Principes démocratiques et propositions politiques
Plusieurs responsables européens ont insisté sur la gouvernance démocratique et les droits de l’homme dans leurs interventions.
Robert Joseph, ancien sous-secrétaire d’État américain au contrôle des armements et à la sécurité internationale, a qualifié le Plan en dix points du CNRI de cadre politique mettant l’accent sur les institutions démocratiques et les libertés civiles.
Le député français André Chassaigne a souligné que les décisions concernant l’avenir politique de l’Iran devaient en fin de compte revenir au peuple iranien. Il a mis en garde contre les discours susceptibles de conduire soit au maintien du système politique actuel, soit à la résurgence de formes antérieures de régime autoritaire.
Christine Arrighi, également députée à l’Assemblée nationale française, a noté que des milliers de parlementaires à travers le monde avaient exprimé leur soutien au Plan en dix points. Elle a notamment mis en avant des dispositions telles que l’égalité entre les femmes et les hommes, l’abolition de la peine de mort et la séparation de l’Église et de l’État.
Mesures politiques et responsabilité juridique
Plusieurs intervenants ont également présenté des pistes de réflexion pour les gouvernements occidentaux.
David Jones, ancien ministre britannique, a plaidé pour un renforcement de la pression diplomatique sur l’Iran, notamment en désignant le Corps des gardiens de la révolution islamique (CGRI) comme organisation terroriste et en expulsant les diplomates iraniens des capitales occidentales.

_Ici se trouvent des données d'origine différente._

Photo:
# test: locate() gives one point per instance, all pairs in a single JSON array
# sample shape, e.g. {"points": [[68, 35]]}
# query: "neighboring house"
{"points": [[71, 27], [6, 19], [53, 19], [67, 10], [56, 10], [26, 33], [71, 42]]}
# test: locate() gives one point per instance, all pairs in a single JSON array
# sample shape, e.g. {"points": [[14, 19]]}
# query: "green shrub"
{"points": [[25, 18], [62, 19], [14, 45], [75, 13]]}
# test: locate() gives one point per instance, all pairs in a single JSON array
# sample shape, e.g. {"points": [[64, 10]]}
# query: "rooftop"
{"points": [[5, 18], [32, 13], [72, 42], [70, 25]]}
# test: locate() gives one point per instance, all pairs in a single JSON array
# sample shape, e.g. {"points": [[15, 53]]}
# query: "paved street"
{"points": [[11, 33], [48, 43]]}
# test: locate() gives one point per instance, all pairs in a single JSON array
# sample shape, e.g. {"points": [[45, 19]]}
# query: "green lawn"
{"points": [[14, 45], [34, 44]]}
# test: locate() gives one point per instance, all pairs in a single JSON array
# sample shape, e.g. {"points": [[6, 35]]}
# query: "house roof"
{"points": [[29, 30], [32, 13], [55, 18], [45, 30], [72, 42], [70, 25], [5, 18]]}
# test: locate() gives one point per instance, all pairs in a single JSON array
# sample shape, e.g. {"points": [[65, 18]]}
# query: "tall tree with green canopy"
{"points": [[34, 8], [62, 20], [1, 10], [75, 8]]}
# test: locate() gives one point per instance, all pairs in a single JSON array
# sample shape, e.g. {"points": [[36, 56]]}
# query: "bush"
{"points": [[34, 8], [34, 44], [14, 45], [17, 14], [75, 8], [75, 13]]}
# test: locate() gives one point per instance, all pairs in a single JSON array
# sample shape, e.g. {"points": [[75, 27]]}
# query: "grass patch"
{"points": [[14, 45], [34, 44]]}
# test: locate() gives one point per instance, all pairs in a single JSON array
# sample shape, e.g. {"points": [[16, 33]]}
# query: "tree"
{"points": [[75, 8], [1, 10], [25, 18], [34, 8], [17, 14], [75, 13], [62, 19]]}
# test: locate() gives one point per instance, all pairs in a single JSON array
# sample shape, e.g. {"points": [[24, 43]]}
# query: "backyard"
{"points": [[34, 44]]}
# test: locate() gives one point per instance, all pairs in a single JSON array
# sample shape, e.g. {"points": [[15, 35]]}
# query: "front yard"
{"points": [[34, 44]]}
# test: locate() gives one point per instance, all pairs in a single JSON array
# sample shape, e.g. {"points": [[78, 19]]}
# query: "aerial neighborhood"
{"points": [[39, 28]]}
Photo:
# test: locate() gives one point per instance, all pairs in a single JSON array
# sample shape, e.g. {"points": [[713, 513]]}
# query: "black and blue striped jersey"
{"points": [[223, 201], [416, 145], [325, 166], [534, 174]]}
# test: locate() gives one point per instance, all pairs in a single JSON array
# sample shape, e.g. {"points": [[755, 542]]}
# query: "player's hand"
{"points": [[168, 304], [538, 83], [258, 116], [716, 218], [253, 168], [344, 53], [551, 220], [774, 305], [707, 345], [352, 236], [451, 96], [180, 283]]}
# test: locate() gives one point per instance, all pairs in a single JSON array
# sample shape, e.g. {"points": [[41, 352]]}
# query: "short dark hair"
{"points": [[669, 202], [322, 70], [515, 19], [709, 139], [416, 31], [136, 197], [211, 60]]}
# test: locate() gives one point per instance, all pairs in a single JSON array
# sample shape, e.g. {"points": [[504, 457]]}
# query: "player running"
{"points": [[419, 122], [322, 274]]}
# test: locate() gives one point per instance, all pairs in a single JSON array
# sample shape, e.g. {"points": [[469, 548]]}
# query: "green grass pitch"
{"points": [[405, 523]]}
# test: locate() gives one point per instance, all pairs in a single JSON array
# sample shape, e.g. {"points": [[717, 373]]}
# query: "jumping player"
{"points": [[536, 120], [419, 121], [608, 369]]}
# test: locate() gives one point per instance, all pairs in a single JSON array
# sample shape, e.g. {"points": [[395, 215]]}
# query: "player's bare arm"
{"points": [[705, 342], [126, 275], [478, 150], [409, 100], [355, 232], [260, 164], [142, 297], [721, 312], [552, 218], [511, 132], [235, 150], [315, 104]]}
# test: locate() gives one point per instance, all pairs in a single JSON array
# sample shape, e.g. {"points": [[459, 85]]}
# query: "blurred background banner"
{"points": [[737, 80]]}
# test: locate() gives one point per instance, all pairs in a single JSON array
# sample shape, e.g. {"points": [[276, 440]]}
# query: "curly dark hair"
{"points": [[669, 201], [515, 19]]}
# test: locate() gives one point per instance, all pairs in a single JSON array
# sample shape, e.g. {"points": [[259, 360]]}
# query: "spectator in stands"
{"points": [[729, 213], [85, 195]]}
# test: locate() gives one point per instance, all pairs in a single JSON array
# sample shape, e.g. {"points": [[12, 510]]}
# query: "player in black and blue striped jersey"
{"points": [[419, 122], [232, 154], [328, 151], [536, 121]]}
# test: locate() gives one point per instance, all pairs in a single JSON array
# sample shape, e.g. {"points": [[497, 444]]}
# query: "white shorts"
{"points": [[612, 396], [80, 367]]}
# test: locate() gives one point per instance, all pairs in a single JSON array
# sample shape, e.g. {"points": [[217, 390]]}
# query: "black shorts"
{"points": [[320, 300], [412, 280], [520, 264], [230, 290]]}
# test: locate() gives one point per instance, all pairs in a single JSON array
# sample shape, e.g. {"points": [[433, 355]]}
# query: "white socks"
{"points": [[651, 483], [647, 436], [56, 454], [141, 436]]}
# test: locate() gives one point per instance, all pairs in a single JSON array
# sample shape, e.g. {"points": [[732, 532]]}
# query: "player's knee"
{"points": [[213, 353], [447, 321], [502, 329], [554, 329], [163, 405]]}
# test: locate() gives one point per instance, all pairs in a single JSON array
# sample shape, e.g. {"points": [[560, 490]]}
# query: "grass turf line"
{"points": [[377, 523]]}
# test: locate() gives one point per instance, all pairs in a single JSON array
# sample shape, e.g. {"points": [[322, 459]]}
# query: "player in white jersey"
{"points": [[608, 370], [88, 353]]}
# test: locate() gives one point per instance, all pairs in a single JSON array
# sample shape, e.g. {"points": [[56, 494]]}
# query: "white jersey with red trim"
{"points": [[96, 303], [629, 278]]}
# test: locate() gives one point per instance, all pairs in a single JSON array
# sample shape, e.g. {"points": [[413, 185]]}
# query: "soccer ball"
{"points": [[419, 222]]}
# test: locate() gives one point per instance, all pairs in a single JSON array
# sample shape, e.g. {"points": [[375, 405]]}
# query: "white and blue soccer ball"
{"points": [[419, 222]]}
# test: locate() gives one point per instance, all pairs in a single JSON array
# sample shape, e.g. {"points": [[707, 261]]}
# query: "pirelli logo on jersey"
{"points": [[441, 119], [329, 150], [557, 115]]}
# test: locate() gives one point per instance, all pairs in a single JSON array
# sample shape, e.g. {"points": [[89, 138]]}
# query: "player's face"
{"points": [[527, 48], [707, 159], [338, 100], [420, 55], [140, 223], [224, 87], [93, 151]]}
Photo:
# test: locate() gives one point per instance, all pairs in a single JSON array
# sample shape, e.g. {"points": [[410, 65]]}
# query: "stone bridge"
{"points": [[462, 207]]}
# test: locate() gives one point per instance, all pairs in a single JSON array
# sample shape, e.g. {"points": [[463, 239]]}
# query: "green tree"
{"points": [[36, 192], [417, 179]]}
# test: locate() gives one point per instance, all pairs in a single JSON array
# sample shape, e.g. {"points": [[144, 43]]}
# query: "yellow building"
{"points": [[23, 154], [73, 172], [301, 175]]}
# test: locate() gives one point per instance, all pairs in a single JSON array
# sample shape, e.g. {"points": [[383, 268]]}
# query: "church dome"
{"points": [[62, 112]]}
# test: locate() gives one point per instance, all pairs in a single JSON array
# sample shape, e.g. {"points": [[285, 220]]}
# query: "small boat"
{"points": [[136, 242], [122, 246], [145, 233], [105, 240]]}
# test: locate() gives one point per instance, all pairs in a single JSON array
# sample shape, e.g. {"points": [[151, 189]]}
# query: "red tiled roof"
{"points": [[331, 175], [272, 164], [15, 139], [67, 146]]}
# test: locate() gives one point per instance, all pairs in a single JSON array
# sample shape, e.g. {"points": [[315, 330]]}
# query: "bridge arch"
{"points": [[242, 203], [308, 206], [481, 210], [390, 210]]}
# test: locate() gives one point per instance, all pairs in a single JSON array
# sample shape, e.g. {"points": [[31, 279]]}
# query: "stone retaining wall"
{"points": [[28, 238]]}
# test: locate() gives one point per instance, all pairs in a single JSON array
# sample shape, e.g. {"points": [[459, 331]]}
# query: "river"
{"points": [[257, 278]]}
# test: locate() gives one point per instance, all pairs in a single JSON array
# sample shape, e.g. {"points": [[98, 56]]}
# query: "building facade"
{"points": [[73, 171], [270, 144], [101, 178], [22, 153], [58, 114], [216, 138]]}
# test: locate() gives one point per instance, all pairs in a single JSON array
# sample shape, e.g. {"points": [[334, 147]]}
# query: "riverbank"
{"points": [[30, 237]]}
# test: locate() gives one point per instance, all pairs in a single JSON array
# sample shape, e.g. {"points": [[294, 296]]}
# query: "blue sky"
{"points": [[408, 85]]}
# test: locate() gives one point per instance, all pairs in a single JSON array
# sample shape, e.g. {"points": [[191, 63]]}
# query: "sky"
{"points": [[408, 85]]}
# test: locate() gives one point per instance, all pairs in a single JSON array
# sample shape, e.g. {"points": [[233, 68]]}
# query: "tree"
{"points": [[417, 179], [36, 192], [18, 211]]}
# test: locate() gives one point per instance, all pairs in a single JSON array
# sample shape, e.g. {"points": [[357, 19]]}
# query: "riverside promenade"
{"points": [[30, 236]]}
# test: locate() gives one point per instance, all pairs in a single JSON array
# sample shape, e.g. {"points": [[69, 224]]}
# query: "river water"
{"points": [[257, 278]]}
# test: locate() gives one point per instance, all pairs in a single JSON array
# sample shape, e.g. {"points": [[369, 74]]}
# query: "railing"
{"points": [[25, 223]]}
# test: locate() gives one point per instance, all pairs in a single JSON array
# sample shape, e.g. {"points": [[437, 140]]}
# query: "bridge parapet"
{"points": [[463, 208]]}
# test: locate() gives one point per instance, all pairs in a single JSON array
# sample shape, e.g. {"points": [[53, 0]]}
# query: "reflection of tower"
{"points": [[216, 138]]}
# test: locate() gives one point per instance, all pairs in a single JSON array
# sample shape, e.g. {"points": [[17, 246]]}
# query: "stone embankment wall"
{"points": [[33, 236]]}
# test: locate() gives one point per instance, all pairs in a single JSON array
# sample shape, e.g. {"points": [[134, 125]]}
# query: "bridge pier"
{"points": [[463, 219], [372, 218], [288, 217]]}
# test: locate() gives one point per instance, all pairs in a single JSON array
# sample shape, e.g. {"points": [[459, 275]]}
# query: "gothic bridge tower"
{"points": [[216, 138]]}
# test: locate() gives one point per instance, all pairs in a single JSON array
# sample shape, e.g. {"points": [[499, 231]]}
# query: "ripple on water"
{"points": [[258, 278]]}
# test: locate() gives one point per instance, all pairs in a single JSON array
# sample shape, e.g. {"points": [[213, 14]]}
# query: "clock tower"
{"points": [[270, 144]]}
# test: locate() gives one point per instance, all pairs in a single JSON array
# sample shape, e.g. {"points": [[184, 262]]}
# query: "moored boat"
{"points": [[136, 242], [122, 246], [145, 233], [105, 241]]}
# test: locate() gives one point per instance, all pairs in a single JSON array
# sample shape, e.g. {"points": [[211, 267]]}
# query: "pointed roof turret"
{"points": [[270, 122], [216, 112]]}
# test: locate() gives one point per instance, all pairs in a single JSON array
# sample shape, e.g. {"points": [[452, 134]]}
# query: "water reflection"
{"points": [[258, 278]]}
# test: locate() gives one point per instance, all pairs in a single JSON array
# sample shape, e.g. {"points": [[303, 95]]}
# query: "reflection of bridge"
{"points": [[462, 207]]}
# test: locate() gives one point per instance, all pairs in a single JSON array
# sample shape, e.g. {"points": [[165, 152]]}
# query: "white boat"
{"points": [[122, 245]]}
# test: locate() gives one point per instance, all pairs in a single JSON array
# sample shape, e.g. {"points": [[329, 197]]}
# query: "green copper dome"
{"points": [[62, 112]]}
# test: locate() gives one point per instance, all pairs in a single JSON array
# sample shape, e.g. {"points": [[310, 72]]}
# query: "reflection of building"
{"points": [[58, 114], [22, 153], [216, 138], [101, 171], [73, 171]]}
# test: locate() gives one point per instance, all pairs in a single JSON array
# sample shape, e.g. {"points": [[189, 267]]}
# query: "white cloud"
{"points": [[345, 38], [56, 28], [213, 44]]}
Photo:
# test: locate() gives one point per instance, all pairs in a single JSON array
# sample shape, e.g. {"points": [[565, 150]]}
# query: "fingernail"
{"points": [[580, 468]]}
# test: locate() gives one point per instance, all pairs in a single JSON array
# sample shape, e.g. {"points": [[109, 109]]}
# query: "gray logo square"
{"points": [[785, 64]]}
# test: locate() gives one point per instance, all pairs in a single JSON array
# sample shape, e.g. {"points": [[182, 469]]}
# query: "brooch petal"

Liam Fox, ancien ministre britannique de la Défense, a insisté sur le fait que le peuple iranien devait déterminer son propre avenir politique et a soutenu que la souveraineté nationale devait demeurer au cœur de tout débat sur une réforme politique du pays.
Ola Elvestuen, ancien ministre norvégien, a décrit le climat politique actuel comme l’une des périodes les plus difficiles qu’ait connues le régime iranien depuis des décennies et a souligné l’importance potentielle du soutien international aux mouvements démocratiques.
La conférence a également abordé la question de la responsabilité juridique dans une éventuelle période post-transition. Herta Däubler-Gmelin, ancienne ministre allemande de la Justice, a déclaré que la lutte contre les violations des droits humains serait un élément crucial de toute transition politique et a mis en lumière le rôle possible des institutions juridiques internationales dans ce processus.
Tout au long de la conférence, les intervenants sont revenus sur les thèmes de la transition politique, de la gouvernance démocratique et du rôle potentiel des mouvements d’opposition organisés dans la construction de l’avenir de l’Iran.